Keywords: Cranial nerve diseases
Cranial nerve
Issue Date: 2011
Publisher: University of Limpopo (Medunsa Campus)
Abstract: Objective: The objective was to determine the incidence of missed pathology on normal non contrast enhanced cranial computed tomography (NECT).Method: Records of cranial computed tomography scans done over a 12 month period at the Dr George Mukhari Hospital were evaluated by three readers. The NECT and contrast enhanced cranial computed tomography (CECT) were read at separate occasions and readers did not have access to a history, each other’s interpretation or to their own interpretation of the NECT when the CECT was evaluated. The data was evaluated and analysed after the 3 readers had seen the cases individually. Interpretation discrepancies were resolved during a meeting between all 3 readers and consensus was reached. Cases with missed pathology on the NECT were evaluated retrospectively at a joint meeting between the 3 readers to determine whether the pathology was visible on the NECT and thus to determine the combined reader error rate.
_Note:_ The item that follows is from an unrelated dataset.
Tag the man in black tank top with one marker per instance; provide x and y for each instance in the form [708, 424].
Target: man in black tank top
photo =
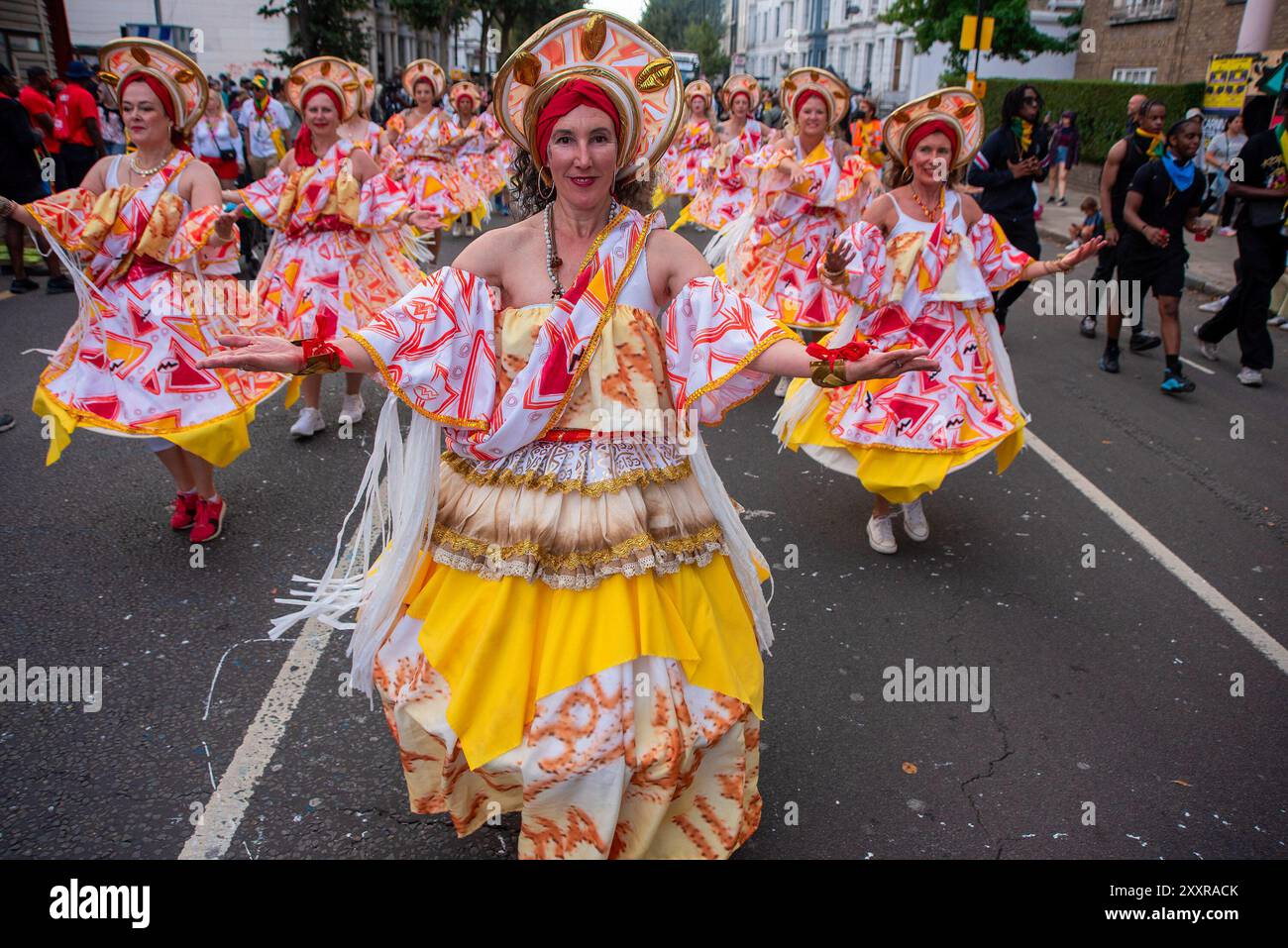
[1164, 201]
[1125, 158]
Results: In this study 3.28 % of cases had pathology missed by 3 readers on the NECT. Retrospective viewing reduced this to 1.42% indicating a reader error of 1.85%. This incidence of missed pathology correlates with the most recent studies done. Having a thorough medical history of the patient and selecting those with clinical findings indicating the need for a CECT will reduce the incidence of missed pathology.Conclusion: Patients with a normal NECT and no fever, meningism, confusion, focal/lateralizing signs, a history of tuberculosis or tumours, or risk factors for dural venous sinus thrombosis have a very small chance of missed pathology on NECT. The risk of contrast induced adverse events outweighs the risk of missing pathology on a normal NECT provided there is no clinical indication necessitating a CECT. Omitting unnecessary CECT will in turn reduce the risk of intravenous iodinated contrast and the radiation exposure to the patient. These two factors will ultimately reduce the running cost of the CT department and increase the throughput of patients. Alternatively omitting the NECT will reduce the radiation exposure to the patient.Reporting errors can be reduced by assessing and managing risk factors in each department i.e. viewing conditions and workload.
Description: Thesis (M. Med (Rad. Diagn.)) --University of Limpopo, Medunsa Campus, 2011
Appears in Collections:Theses and Dissertations (Family Medicine)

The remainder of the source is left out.